Professor Anne Looney, a former NCCA chief executive, describes the Leaving Cert as a towering presence that casts a long shadow over the educational landscape. She says nowhere in the world does a set of examinations garner such massive public attention, which adds to the pressures on students.
Prof Looney, who is now dean of education at Dublin City University, says that one of the issues with the Leaving Cert is that it serves two distinct purposes: it provides students with a certificate of their second-level achievement and it acts as a way of sorting students transitioning into further and higher education. A number of reviews have looked at splitting up the two functions, but on balance it was decided to keep them together to avoid the creation of another exam for college entry which could increase pressure on students.

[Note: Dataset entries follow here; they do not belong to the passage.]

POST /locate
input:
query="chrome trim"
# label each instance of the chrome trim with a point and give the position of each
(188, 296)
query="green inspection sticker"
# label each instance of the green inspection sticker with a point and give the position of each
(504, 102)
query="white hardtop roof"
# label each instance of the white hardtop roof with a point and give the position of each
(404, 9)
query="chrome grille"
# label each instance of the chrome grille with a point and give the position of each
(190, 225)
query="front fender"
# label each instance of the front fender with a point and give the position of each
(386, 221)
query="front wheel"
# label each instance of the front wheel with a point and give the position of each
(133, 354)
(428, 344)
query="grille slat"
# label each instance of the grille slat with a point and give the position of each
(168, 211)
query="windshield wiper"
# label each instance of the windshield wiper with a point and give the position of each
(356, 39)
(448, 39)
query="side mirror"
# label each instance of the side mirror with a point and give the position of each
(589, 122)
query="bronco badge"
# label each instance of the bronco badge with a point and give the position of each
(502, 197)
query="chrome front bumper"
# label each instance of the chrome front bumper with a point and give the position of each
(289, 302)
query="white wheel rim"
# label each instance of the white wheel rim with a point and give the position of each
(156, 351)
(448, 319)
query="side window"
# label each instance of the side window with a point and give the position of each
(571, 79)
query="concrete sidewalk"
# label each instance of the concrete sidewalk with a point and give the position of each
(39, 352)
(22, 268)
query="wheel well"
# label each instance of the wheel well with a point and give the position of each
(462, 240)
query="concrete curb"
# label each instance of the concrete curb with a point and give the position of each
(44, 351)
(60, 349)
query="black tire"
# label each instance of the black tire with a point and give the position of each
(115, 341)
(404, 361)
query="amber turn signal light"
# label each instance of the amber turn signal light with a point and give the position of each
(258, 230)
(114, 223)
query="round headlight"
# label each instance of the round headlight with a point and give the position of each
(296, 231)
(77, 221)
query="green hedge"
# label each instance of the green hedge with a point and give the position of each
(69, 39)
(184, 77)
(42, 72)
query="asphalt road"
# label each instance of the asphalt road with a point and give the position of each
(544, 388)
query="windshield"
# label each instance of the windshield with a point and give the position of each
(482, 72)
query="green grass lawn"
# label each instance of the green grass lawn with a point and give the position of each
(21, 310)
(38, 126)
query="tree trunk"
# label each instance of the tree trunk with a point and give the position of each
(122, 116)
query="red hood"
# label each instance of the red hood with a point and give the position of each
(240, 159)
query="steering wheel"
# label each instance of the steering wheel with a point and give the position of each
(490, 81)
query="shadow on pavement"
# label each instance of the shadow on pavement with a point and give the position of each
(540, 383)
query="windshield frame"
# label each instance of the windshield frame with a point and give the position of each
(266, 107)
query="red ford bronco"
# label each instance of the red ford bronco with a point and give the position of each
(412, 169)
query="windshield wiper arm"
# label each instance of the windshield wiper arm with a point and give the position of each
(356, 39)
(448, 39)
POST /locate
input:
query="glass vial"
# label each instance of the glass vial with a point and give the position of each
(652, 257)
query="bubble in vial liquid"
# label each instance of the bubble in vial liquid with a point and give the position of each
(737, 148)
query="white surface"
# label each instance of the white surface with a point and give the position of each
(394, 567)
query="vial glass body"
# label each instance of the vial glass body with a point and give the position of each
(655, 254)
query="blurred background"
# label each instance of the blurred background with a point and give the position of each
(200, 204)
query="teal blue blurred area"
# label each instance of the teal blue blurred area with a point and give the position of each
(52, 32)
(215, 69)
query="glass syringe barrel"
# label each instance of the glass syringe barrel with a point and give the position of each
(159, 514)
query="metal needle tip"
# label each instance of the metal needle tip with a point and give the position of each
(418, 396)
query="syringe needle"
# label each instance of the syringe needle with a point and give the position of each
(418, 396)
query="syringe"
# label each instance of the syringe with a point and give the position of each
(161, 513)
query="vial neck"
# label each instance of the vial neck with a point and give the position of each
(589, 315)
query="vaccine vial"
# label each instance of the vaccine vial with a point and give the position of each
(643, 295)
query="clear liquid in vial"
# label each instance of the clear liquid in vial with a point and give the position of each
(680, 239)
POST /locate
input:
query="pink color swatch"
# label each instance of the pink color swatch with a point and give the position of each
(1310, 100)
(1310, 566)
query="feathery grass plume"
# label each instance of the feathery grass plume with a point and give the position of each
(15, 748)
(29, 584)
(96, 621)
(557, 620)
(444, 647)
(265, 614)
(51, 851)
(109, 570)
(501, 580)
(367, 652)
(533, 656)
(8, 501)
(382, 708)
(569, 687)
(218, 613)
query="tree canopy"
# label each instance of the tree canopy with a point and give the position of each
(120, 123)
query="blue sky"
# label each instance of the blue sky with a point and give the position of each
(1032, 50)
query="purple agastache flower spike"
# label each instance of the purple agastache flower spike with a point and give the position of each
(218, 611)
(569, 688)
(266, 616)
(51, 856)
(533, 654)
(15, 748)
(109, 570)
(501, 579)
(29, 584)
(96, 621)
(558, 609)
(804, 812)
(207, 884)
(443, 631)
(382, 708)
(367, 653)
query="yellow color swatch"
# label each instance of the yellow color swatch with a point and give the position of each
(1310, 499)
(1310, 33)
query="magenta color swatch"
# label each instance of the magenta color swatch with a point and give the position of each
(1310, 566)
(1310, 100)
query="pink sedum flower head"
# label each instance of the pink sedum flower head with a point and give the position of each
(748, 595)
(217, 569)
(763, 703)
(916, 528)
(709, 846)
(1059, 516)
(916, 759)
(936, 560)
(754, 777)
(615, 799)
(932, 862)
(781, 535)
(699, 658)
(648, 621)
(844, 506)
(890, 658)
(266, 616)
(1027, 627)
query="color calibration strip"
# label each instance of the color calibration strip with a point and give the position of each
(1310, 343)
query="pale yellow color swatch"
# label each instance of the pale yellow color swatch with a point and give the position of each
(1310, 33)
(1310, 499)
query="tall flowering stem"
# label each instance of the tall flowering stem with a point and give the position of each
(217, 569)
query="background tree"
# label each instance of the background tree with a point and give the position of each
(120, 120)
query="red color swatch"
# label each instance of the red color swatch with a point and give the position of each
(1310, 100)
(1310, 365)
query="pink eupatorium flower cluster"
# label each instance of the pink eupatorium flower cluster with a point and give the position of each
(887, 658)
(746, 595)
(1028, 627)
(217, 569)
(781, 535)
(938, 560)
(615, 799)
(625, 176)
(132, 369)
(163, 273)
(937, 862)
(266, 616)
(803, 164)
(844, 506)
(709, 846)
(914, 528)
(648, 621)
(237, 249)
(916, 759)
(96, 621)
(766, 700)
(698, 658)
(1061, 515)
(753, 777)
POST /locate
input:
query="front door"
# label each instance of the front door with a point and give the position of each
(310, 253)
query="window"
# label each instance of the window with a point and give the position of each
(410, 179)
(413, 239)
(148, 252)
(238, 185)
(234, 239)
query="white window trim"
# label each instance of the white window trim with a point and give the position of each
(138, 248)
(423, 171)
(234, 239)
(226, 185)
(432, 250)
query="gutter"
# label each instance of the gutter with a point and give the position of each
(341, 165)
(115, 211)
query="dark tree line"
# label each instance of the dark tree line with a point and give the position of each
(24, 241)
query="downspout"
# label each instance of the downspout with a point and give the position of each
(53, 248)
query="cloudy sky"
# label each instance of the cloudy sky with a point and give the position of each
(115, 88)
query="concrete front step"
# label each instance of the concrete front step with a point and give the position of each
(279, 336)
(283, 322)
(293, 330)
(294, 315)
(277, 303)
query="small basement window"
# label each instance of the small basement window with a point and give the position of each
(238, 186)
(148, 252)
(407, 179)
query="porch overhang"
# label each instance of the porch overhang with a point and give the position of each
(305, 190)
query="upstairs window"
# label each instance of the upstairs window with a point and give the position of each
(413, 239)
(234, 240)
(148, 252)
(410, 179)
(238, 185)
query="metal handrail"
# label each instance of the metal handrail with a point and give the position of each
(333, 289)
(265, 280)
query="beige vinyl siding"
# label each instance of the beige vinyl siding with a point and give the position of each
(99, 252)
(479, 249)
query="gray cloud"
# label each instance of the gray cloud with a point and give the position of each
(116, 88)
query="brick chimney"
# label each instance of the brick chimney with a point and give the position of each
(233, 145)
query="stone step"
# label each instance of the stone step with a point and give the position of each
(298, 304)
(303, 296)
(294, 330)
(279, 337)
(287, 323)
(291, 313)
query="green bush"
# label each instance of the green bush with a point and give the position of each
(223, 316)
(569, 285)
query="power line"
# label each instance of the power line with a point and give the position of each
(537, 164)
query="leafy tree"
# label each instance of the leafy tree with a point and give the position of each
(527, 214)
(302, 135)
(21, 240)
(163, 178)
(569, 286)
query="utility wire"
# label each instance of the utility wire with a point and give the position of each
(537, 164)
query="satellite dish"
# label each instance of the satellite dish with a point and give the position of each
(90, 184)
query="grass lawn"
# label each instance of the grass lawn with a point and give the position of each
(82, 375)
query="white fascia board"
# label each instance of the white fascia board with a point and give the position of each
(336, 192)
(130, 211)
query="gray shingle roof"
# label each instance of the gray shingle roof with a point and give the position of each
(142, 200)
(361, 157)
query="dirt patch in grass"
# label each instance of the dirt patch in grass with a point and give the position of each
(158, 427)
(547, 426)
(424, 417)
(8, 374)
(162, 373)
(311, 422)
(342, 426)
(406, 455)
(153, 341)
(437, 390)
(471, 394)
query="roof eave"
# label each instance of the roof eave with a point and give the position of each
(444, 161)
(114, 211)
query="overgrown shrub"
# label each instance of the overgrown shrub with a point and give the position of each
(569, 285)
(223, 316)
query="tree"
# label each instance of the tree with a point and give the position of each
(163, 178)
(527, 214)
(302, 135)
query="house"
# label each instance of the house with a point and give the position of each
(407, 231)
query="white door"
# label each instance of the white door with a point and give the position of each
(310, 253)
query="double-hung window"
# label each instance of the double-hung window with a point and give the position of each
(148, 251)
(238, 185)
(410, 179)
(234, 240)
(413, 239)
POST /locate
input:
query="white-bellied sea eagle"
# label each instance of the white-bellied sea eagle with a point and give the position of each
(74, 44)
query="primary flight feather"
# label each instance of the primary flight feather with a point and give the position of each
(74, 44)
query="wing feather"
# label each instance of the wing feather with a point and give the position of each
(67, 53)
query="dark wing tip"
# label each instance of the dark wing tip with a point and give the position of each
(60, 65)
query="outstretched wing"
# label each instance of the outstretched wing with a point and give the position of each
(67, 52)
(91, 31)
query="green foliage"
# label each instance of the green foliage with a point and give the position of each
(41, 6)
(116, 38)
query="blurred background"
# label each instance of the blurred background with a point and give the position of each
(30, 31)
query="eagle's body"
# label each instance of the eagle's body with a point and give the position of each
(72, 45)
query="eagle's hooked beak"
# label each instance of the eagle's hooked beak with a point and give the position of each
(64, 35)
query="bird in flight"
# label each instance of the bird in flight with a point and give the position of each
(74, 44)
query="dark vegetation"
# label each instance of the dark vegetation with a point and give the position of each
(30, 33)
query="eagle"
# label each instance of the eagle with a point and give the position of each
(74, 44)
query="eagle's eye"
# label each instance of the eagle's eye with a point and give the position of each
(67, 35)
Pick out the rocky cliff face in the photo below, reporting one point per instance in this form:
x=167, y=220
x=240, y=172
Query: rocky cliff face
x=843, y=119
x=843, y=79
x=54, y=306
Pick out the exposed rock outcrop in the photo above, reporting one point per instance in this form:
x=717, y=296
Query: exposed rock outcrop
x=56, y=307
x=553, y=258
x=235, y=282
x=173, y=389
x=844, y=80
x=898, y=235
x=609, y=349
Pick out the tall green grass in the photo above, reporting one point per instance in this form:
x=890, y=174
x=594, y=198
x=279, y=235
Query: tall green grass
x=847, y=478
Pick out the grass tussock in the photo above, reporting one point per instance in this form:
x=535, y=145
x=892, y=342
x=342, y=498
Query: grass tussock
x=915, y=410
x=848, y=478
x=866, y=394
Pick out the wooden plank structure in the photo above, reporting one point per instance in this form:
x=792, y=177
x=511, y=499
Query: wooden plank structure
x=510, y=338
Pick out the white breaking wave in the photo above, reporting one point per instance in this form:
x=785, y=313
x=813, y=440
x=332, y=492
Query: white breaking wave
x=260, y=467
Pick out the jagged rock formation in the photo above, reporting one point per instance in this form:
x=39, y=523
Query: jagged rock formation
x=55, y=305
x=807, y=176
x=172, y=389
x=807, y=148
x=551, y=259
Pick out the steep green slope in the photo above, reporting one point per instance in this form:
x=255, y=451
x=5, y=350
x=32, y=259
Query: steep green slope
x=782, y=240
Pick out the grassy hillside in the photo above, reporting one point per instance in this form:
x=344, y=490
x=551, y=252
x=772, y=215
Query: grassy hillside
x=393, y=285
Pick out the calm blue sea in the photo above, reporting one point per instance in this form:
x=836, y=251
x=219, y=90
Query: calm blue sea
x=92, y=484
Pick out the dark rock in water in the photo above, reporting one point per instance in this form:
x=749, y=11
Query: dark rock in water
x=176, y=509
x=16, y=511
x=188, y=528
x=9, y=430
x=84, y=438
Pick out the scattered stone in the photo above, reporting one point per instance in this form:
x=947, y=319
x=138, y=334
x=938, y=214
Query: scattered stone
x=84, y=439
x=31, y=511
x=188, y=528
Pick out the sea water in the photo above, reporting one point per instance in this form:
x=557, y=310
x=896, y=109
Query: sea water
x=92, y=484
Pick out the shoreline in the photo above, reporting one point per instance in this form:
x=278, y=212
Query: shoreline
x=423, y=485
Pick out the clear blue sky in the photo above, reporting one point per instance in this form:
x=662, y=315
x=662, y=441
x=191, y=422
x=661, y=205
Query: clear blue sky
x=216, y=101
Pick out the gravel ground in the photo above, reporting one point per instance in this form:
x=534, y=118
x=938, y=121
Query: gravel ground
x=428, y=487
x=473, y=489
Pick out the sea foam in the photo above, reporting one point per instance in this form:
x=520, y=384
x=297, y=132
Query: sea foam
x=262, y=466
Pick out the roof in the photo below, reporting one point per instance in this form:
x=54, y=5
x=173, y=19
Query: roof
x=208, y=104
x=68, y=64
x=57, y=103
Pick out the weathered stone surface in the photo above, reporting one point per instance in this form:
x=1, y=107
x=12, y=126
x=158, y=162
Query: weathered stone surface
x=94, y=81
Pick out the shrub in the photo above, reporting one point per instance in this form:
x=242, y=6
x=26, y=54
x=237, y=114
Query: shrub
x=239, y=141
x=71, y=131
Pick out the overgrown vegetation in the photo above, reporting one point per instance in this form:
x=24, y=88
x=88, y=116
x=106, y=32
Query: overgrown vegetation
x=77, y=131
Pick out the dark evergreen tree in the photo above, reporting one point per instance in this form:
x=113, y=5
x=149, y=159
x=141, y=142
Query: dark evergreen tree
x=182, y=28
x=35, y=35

Prof Looney says while the move to a continuous assessment model may sound like a good idea, it could mean that there are stakes involved in everything students do in school.
"It may not diffuse the keg but it could scatter the gunpowder right through everything," she says.
While she says Covid-19 has driven a coach and four through Leaving Cert 2020, reform would not be as simple as saying we survived without it this year, so let's not bring it back.
"We're a long way off that," she says. "The issues are myriad and they're complex. Educationalists around the world are thinking about the impact of Covid-19. I think everyone will be paying a lot more attention to the wellbeing of students, teachers and parents. While the Leaving Cert will be back in 2021, we will be thinking more about its impact on wellbeing and that will accelerate reforms that are already in train."